The reason I originally asked...
We just finished a LD from west to east and back. I saw a lot of new surface next to our tracks be prepared for new track. I heard that the host RR gets extra $ when the Amtrak arrives early or on time. I got to wondering if the host RR bean counters saw this as enough of an incentive to move them closer to investing in new track to keep the Amtrak NOT off to the side.
But again, you'ld have to look at how many feet of track each on time allowance would buy...
New track is somewhere above One million per mile, not counting grading, drainage, moving existing utilities, bridges, etc. Say somewhere around $5 million in relatively easy to build terrain and no right of way costs. That is $1,000 per foot. (I may even be low.) It would take a heap of on-time payments to get much at that rate.
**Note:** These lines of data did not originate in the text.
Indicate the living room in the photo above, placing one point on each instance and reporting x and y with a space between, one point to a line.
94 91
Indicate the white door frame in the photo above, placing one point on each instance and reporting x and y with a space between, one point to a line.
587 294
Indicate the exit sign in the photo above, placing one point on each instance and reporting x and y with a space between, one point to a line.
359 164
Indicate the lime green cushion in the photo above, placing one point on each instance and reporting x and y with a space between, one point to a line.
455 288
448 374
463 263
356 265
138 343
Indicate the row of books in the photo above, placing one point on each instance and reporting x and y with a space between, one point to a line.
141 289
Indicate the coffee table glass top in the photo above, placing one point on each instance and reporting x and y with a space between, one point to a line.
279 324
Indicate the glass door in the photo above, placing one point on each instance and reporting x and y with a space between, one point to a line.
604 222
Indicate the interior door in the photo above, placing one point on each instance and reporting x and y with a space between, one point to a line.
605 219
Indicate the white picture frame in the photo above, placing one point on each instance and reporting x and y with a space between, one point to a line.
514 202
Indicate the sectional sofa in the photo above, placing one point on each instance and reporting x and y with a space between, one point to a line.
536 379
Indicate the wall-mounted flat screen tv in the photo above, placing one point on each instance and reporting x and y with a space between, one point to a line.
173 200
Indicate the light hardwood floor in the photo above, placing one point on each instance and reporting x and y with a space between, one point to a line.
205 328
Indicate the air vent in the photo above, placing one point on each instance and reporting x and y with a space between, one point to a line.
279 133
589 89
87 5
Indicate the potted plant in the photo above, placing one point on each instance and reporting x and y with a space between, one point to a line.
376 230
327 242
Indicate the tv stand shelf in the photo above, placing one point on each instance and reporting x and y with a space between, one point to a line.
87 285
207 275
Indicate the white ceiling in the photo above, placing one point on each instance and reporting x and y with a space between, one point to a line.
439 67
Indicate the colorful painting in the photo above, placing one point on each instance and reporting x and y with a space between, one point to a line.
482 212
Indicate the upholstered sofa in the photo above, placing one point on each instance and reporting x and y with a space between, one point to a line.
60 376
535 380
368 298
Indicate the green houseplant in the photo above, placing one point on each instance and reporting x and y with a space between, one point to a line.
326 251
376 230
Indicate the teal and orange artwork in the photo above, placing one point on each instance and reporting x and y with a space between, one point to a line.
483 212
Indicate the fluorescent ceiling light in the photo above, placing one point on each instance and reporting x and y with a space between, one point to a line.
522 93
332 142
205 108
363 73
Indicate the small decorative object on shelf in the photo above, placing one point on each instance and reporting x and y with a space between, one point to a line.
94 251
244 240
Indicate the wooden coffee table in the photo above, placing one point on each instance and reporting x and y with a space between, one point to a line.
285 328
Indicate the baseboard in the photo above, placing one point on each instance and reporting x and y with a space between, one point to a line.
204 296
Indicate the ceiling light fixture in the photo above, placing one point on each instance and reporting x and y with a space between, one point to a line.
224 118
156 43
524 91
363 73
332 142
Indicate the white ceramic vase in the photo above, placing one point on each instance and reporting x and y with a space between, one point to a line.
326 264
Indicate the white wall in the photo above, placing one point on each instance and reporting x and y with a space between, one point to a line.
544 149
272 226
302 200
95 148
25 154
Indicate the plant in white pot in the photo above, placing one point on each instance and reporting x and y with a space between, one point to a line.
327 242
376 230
I am guessing that you are talking about the Sunset Limited west of El Paso. It had virtually congealed by the time UP decided to spend the big bucks to double track it. That work is now somewhere above 50% complete, but I understand that it has been paused due to the downturn in freight traffic. Same downturn having a lot to do with the vastly improved on-time performance that is happening generally.
How much the host RR prioritizes Amtrak has more to do with corporate attitude than to any effect positive or negative that Amtrak payments have on the bottom line. There ma be some exception in multi-train corridors, particularly such locations as North Carolina, Oakland to Sacramento, and the Central Valley of California where the state has committed to track imporvements to improve train speed and reliability.